Adverse weather in the United States is hampering efforts of the da Vinci Project team to test a giant helium balloon that is crucial to the launch of a manned rocket from Kindersley next month.

But while the team has encountered problems with the test, it appears to have secured an insurance policy for the flight, which the Canadian government has been waiting for in order to sanction the launch.

Some critics have suggested unco-operative weather on the Canadian Prairies similar to what the team has found in its tests could play havoc with the launch attempt on Oct. 2.

“We’ve had a couple of delays and I’m not sure what happened today (Tuesday),” said Brian Feeney, da Vinci leader and the aspiring astronaut of the 4,000-kilogram rocket, called Wild Fire.

The test was initially scheduled to happen Saturday. Speaking from the team’s Toronto headquarters, Feeney didn’t disclose the location of the test or details about the weather conditions.

“They (team members doing the test) are out in the field in the middle of nowhere. Until they get back tonight (Tuesday) or tomorrow I won’t know. They’re incommunicado . . . and I’m not going to say anything until I know myself, obviously.”

Feeney is maintaining a furtive approach to the launch because of the highly competitive — and highly lucrative — nature of the Ansari X Prize contest. The da Vinci team is one of 26 vying for the $10-million US prize, which will go to the first team to send a privately funded craft capable of carrying three people to an altitude of 100 kilometres — the edge of space — twice in 14 days.

For the purpose of the contest, just one passenger needs to be inside the craft but the equivalent weight of two or more adults must be included.

A date for Feeney’s second launch has not been set but it is expected within days of Oct. 2. His biggest competitor is American aerospace developer Burt Rutan, who is aiming for a first launch on Sept. 29 in Mojave, Calif., and a second by Oct. 4. His rocket, SpaceShipOne, will launch from the back of a supersonic jet.

Feeney’s approach is to use the helium balloon to lift the rocket, which will be tethered 250 metres below, to an altitude of 24 kilometres. The tether will be cut and the rocket will blast off at that point.

The test of the balloon will be a weighted lift “to verify our loads,” said Feeney. The rocket itself won’t be lifted. Only a fraction of the 4,000 kilograms will be attached as a weight, but the time it takes the balloon to inflate and lift is being studied.

Feeney’s plan has been criticized by Ted Llewellyn, a physics professor with the University of Saskatchewan’s Institute of Space and Atmospheric Studies, and Dale Sommerfeldt, vice-president of a Saskatoon company specializing in balloons launches for Environment Canada and the Canadian Space Agency.

Both questioned the feasibility of lifting such a load and doubted the strong, unpredictable Prairie winds would co-operate.

Meanwhile, Feeney says the project has secured an insurance policy.
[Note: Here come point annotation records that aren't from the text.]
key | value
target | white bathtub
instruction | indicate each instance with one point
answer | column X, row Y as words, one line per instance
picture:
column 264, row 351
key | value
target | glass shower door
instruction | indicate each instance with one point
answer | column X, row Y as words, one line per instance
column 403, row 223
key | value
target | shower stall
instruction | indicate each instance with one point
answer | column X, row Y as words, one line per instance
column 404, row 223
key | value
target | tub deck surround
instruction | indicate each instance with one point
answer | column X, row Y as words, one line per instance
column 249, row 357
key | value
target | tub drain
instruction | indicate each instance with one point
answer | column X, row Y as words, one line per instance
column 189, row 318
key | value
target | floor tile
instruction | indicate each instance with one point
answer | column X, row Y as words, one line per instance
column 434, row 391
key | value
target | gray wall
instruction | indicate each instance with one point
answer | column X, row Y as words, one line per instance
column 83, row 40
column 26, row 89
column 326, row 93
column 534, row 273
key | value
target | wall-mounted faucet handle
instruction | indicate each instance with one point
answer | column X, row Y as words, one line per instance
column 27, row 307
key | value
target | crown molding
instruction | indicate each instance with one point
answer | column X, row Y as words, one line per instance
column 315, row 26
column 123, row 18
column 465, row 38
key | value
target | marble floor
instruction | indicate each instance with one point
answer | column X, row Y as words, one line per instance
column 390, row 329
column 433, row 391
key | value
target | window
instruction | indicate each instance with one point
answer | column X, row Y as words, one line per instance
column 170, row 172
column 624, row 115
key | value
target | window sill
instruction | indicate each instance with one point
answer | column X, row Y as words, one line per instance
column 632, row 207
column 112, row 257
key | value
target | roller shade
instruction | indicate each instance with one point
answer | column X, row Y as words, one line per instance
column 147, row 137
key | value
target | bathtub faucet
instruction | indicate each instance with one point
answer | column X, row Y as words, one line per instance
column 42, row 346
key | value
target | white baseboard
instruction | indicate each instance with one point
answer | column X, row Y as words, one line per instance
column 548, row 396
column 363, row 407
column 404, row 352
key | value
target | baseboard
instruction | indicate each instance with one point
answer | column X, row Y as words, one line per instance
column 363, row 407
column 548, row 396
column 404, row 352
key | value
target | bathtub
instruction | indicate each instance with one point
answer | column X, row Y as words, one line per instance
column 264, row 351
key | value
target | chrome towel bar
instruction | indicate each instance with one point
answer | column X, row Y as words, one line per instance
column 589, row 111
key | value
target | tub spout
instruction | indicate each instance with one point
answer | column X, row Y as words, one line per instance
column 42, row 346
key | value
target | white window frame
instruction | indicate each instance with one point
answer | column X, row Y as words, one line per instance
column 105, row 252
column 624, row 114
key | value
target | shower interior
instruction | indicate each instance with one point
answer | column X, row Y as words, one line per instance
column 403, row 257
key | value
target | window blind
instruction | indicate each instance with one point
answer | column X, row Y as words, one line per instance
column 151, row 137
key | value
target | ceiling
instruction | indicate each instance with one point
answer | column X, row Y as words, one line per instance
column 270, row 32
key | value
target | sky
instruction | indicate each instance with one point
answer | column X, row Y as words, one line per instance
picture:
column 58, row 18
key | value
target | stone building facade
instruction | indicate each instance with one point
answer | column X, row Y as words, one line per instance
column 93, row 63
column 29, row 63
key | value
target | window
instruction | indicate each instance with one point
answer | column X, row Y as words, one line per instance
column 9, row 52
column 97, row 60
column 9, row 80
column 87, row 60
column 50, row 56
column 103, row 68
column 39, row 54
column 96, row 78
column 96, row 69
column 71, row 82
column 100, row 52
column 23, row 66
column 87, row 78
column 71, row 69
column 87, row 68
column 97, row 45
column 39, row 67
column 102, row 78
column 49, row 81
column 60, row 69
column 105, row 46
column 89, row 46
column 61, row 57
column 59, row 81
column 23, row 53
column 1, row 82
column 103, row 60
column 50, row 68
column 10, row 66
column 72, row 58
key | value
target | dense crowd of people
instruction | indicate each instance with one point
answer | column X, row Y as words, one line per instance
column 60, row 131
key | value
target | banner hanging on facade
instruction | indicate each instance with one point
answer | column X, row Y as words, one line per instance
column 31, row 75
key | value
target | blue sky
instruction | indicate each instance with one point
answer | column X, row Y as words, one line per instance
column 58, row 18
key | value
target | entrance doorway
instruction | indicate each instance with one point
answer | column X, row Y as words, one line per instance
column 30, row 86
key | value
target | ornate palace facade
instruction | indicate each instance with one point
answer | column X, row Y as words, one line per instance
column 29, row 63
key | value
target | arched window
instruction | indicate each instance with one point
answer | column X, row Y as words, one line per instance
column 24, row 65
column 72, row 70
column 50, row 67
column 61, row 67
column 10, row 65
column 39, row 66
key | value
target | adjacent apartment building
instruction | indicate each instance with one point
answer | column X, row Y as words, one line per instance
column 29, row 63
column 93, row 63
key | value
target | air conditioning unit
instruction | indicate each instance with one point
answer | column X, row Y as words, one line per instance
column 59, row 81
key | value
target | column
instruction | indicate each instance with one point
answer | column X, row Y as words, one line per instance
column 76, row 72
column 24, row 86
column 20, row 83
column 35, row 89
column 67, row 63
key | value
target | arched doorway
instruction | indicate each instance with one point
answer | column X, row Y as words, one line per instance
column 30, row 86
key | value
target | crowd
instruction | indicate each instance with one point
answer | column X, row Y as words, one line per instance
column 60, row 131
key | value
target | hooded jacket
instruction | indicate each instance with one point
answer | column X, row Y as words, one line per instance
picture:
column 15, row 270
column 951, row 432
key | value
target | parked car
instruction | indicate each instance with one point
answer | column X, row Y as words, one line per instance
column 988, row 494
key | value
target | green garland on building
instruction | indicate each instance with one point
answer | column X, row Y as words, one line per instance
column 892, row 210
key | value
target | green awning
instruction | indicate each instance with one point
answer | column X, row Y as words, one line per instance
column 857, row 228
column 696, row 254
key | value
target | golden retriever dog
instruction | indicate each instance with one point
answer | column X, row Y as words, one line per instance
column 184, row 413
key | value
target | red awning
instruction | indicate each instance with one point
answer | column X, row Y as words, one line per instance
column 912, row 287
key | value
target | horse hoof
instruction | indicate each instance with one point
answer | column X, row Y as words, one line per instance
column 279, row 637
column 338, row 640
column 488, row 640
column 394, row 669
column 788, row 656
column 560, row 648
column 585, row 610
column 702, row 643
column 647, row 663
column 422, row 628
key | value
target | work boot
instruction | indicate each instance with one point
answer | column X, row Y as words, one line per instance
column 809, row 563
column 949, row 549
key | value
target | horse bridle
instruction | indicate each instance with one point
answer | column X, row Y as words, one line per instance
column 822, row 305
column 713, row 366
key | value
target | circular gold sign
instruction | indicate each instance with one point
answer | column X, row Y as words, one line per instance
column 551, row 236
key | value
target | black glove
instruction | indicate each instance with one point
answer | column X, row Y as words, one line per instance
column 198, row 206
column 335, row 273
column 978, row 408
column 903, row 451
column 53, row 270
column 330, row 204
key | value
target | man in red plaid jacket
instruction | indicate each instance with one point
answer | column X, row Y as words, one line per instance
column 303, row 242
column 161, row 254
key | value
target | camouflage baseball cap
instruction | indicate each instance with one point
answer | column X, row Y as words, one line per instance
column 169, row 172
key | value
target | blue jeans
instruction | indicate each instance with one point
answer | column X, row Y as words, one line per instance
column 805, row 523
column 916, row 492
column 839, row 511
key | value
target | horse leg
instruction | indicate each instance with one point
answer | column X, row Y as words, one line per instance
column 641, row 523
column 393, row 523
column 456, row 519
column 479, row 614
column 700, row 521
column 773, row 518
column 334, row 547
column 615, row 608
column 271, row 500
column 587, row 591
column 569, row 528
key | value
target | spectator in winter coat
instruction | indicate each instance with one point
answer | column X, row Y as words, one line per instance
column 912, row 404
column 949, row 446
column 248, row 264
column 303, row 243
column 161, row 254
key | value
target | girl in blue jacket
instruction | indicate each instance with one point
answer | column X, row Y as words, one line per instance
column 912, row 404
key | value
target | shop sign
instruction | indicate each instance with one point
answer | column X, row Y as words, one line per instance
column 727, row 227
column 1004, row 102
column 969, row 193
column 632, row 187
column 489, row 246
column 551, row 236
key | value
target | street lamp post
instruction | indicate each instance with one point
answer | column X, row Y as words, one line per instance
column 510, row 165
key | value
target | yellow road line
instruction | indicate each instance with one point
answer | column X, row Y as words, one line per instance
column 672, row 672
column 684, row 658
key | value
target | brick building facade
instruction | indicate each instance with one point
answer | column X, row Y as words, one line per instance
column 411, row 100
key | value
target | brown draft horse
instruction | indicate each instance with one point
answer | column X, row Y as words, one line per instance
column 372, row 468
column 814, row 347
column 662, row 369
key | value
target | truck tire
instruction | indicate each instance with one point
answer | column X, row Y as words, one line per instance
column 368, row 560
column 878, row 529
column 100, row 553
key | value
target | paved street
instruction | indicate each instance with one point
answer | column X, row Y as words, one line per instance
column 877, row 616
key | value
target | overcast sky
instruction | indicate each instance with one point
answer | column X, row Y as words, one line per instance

“We have a firm quotation and we’re putting it to bed,” said Feeney, who couldn’t say whether the papers would be filed this week. “I’m waiting for the documents to arrive and then we’ll write cheques and put it in the hands of the government.”

The policy will cover potential injuries and property damage. Feeney is also filing an indemnity clearing the Canadian government against launch damages.

He’d been hunting for several weeks for the best price from insurance companies. Although he won’t say what rate he secured, “it’s a lower number than any number that’s been published, speculatively or otherwise.”

According to the website Wired News, the leader of another X Prize team, Geoff Sheerin of Canadian Arrow, had received quotes from $250,000 to $1.5 million for $5 million in liability coverage.

Transport Canada would not guarantee the approval process would be completed in time for Feeney’s launch date.

But Feeney believes the government will expedite the process.

“They know the time pressures. They’ve been working with us,” he said. “We’ll get ‘er done as fast as possible.”